If you want to watch coverage of actual athletic events at the London Olympics, you’ll have to live with what your local broadcaster chooses to make available on-air and online (in the United States, that would be NBC).
But if you’re an Olympics junky, you can tune into the Internet to “supplement” the official coverage. On Showyou, we’ve done a couple of things to make that easier, so that you can satisfy your Olympics-related cravings on your iPhone, iPad or even the web.
First, search on Showyou offers an up-to-the-minute, crowd-sourced feed of the best videos available on YouTube and Vimeo and other web videos sites. Over the next two weeks, we’ll keep the “Olympics 2012” suggested search available to you can always see what’s happening with a tap.
We’re also continually adding other Olympics-related suggested searches. Right now on Showyou you’ll see suggested searches for Olympic superstars Neymar, LeBron James, Ryan Lochte, Gabby Douglas and Jordyn Wieber.
All of the videos in Showyou search (there are now over 55 million of them) are there because one of our users, or one of their friends, shared it on Showyou, Twitter, Facebook.
There are already over 31,000 videos in our index that are related to the London Olympics, and about 1800 have been added in just the last 24 hours (we’re adding about 1 Olympic-related video to our index every minute on average right now).
These videos are being shared from all over the world. Here’s a look at where those videos are being watched and shared:
Of course, this being the Internet, there are real gems among these videos. One of our favorites today: this video purporting to show a helicopter intercepting a UFO at the opening ceremonies. In fact, there is a whole grid of these types of videos!

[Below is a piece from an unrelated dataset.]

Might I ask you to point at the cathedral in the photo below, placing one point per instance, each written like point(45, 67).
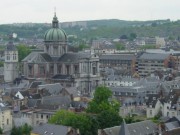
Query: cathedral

You will undoubtedly encounter some videos that just don’t play. Why is that? Some Olympics-related videos from YouTube and Vimeo are shared on or through Showyou and subsequently taked down at the request of the IOC or its broadcast partners in each country. We have systems in place to remove these videos once we learn that they’ve been removed or disabled, but during high-volume events like the Olympics it sometimes can take us a few days to catch up with the backlog.